Local participation however enhanced market stability and reduced vulnerability. Nairobi Securities Exchange recorded an Sh8.8 billion net foreign investor outflows between January and March 2026, official data shows. The 90 percent jump compared to the previous quarter comes in the wake of the Middle East crisis, which triggered a sell-off by investors seeking to move to other markets amid uncertainty.
Capital Markets Authority Soundness Report for the third quarter of the 2025-26 financial year (January-March), notes that the trend reflects heightened capital flight and a shift in investor sentiment away from the domestic markets. The proportion of foreign investor participation in the equities market (buying and selling stocks and shares of companies) declined by 10 per cent, further indicating reduced foreign participation.
“The significant outflows observed during the quarter can largely be attributed to prevailing geopolitical tensions in the Middle East region, which prompted global investors to rebalance their portfolios in favour of safer investment destinations and lower-risk assets,” CMA says in its report.
This, as Kenya, a frontier market, remains susceptible to external shocks and their associated spillover effects, including reduced capital inflows and heightened market volatility. Despite the substantial foreign investor exit, the equities market demonstrated strong performance during the quarter.

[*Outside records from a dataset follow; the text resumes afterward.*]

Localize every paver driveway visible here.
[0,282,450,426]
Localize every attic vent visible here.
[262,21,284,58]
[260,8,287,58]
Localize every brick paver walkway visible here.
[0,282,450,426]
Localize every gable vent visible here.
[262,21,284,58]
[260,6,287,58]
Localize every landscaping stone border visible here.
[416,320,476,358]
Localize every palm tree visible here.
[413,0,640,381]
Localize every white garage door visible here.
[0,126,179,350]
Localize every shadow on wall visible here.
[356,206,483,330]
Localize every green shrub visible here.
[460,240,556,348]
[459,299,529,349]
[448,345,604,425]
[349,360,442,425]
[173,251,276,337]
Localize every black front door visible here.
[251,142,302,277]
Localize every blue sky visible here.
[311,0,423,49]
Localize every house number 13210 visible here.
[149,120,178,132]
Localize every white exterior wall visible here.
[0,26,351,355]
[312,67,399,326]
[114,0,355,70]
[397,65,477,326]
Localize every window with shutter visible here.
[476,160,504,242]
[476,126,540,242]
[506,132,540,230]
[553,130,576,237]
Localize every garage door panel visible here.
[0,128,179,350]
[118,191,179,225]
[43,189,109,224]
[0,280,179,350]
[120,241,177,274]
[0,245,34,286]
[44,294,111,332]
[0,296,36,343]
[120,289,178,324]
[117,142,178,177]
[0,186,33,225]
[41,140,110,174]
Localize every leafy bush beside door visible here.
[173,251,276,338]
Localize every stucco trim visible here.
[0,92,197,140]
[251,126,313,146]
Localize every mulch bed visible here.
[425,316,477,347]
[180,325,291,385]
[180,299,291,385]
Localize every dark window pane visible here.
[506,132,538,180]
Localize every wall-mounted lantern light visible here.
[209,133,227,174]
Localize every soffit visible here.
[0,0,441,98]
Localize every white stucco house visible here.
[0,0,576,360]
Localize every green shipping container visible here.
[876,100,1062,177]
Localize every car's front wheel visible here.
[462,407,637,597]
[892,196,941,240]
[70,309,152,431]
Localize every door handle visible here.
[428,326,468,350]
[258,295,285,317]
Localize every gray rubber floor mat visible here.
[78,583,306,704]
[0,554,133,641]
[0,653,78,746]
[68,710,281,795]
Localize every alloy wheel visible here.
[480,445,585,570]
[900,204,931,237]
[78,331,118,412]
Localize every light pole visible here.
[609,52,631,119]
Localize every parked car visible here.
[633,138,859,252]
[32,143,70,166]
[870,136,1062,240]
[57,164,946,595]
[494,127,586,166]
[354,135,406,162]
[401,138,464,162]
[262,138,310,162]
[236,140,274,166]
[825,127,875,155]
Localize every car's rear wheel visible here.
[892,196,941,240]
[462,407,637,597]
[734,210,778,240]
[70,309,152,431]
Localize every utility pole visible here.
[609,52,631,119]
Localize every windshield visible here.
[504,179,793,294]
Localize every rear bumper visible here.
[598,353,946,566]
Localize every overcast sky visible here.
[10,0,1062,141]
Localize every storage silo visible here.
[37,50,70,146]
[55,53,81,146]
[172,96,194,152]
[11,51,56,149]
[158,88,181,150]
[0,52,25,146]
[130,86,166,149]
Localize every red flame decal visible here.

This resilience has been pegged on the growing role of domestic investors in supporting market activity and sustaining liquidity. Local participation has enhanced market stability and reduced vulnerability to abrupt capital reversals associated with external investor movements.
Despite the ongoing global crisis, the domestic market performed strongly during the quarter. The four market indices, NSE 20 Index, NSE 25 Index, NASI, and NSE 10 Index closed at 3,431.56, 5,416.72, 194.82, and 2,030.35 basis points, respectively, reflecting gains of 9.31 per cent, 6.28 per cent, 4.42 per cent, and 3.32 per cent.